Le tag, le piano, le téléphone … jusqu’où faut-il aller pour avoir peur ?

De nombreux objets sont là pour rappeler à nos héros des souvenirs. Un tag laissé par Papillon alors qu’il n’est jamais allé dans la galerie. Un piano exactement le même que dans l’enfance de George. Le téléphone qui sonne en plein milieu d’une galerie où il n’existe aucun fil téléphonique. Téléphone où on entend le père de Scarlett.
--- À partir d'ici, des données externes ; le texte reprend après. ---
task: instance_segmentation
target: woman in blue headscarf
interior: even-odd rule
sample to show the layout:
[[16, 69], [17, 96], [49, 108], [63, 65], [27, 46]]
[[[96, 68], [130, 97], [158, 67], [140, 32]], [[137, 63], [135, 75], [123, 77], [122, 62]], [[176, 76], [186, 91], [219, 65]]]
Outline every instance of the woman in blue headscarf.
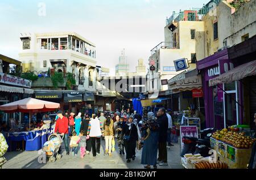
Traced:
[[159, 127], [155, 119], [155, 114], [148, 114], [147, 121], [144, 121], [142, 127], [142, 140], [144, 140], [141, 158], [141, 164], [146, 165], [144, 168], [150, 169], [150, 165], [156, 169], [158, 155]]
[[81, 123], [82, 122], [82, 117], [81, 117], [81, 115], [82, 115], [82, 113], [79, 113], [79, 114], [75, 118], [75, 131], [77, 135], [79, 135]]

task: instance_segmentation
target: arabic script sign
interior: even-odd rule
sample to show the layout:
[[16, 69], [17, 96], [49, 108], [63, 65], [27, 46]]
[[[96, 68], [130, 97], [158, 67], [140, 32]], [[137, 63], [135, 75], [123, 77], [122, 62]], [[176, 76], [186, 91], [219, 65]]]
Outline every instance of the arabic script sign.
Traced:
[[184, 86], [189, 87], [189, 86], [200, 85], [202, 85], [202, 79], [201, 76], [195, 76], [177, 81], [176, 87], [179, 88], [184, 87]]
[[26, 88], [31, 88], [31, 80], [0, 72], [0, 83]]

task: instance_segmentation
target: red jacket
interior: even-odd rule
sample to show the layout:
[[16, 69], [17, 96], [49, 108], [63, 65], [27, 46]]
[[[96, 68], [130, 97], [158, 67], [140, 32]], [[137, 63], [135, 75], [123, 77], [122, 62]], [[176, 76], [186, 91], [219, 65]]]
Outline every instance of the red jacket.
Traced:
[[55, 125], [55, 132], [68, 134], [68, 119], [65, 116], [62, 119], [59, 118]]
[[74, 118], [73, 116], [71, 115], [69, 116], [69, 126], [74, 126], [75, 125], [75, 121], [74, 121]]

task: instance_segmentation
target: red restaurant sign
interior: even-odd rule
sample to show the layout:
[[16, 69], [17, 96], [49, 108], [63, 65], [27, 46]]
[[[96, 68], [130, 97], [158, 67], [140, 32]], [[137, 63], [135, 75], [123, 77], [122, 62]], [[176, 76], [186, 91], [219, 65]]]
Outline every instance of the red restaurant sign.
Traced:
[[204, 96], [204, 93], [202, 89], [194, 89], [192, 91], [193, 98], [202, 97]]

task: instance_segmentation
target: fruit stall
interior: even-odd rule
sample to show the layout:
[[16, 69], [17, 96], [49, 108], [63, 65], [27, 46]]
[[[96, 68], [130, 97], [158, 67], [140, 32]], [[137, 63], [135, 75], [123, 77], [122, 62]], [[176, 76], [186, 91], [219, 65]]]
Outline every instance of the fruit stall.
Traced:
[[255, 138], [245, 125], [232, 126], [216, 131], [210, 138], [211, 148], [216, 151], [217, 159], [230, 169], [246, 169], [249, 162]]

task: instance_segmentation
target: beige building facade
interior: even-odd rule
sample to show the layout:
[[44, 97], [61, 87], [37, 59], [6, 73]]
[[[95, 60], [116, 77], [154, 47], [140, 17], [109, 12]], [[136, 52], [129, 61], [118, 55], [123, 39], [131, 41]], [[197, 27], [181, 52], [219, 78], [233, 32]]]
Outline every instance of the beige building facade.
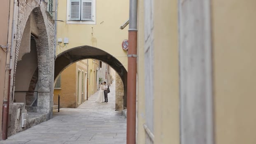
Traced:
[[255, 143], [256, 2], [138, 4], [137, 143]]

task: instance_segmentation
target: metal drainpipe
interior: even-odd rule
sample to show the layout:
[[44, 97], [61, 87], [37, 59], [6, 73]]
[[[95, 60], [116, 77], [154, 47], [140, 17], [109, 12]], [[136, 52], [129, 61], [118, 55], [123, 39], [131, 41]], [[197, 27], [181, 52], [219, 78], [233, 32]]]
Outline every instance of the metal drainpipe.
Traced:
[[[16, 13], [19, 13], [19, 9], [17, 9], [16, 6], [18, 3], [17, 0], [14, 0], [14, 1], [10, 1], [10, 8], [11, 7], [11, 5], [13, 4], [13, 9], [9, 9], [9, 10], [13, 10], [13, 14], [12, 16], [12, 35], [11, 35], [11, 47], [10, 51], [8, 52], [9, 54], [7, 56], [9, 56], [9, 58], [7, 57], [7, 60], [8, 60], [9, 64], [9, 75], [8, 75], [8, 85], [7, 86], [8, 90], [7, 93], [6, 94], [7, 98], [5, 97], [5, 97], [4, 98], [4, 101], [3, 103], [3, 111], [2, 111], [2, 139], [3, 140], [5, 140], [8, 137], [8, 115], [9, 111], [9, 105], [10, 103], [10, 84], [11, 84], [11, 75], [12, 73], [12, 68], [13, 63], [12, 60], [11, 60], [12, 58], [12, 53], [13, 52], [14, 49], [15, 49], [16, 46], [16, 38], [14, 38], [14, 35], [16, 34], [16, 31], [14, 31], [15, 29], [17, 28], [17, 23], [18, 22], [18, 15], [17, 14], [17, 17], [15, 18]], [[18, 8], [19, 9], [19, 8]], [[10, 19], [12, 19], [12, 17], [9, 17], [9, 20]], [[9, 26], [11, 23], [9, 21]], [[9, 32], [8, 32], [9, 33]], [[9, 34], [8, 34], [9, 35]], [[9, 39], [8, 37], [8, 43], [9, 41]]]
[[87, 84], [86, 84], [86, 100], [88, 100], [88, 74], [89, 74], [89, 73], [88, 73], [88, 72], [89, 72], [88, 69], [89, 68], [89, 64], [88, 63], [88, 59], [87, 59], [87, 74], [86, 74], [86, 76], [87, 76]]
[[127, 144], [136, 143], [136, 91], [137, 60], [137, 2], [130, 0], [127, 75]]

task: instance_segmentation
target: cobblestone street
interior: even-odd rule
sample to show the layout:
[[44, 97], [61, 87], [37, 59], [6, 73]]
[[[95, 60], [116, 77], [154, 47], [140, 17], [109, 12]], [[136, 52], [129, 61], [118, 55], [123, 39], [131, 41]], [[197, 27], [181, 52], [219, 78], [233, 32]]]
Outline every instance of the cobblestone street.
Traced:
[[109, 87], [107, 103], [94, 102], [97, 92], [78, 108], [61, 108], [52, 119], [0, 144], [125, 144], [126, 119], [115, 111], [115, 88]]

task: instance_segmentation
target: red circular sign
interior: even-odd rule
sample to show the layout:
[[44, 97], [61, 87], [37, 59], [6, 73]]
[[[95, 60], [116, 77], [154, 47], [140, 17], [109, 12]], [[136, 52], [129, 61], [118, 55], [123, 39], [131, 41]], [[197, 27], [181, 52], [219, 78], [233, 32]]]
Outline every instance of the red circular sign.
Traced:
[[122, 42], [122, 47], [125, 50], [128, 50], [128, 40], [124, 39]]

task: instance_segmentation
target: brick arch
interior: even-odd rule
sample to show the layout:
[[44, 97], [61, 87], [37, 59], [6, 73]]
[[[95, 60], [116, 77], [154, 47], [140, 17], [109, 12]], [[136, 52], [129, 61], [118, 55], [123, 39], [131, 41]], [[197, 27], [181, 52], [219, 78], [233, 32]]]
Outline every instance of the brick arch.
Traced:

Lataupe qui réapparait après deux ans (!) bien en vie et même pas vraiment rancunier.

La plupart de ces choses devraient déjà terrifier beaucoup de gens dans la même situation et le même contexte !! Mais, pas eux. Et ils continuent toujours plus loin sans revenir en arrière. George lui-même est normalement traumatisé par les profondeurs mais on ne le remarquera quasiment jamais. Papillon et ses amies disent qu’ils ne pénètreront jamais dans la galerie murée mais y vont finalement sans trop de souci.

Chaque épisode horrifique semble d’ailleurs vite oublié. Alors qu’ils devraient presque devenir « fous » et en tout cas très angoissés, ils ne le sont pas.

Oui, c’est sans doute une des plus grosses critiques qu’on puisse faire. Elle est nécessaire pour la narration et le second degré, pour qu’on puisse aller au bout de l’épopée. Mais, il n’empêche ce n’est pas toujours très crédible ni cohérent. Comme quand notre héroïne retire la capuche sur son père pendu. Qui ferait ça ? Même dans la vie réelle. Pas beaucoup de monde. Même si elle est scientifique (donc froide ??), cela reste son père et rend la charge émotionnelle encore plus forte. Et, ici, il y a en plus l’environnement horrifique et on sait que les démons ne sont pas spécialement très gentils.

515704

© Universal Pictures International France

 

L’Iran

Notre héroïne est française et doctorante ou docteure en histoire et archéologie. Pourquoi entre-t-elle illégalement en Iran ? En disant en plus risquer la lapidation pour cet acte. Il est pourtant tout à fait possible pour des français de voyager en Iran.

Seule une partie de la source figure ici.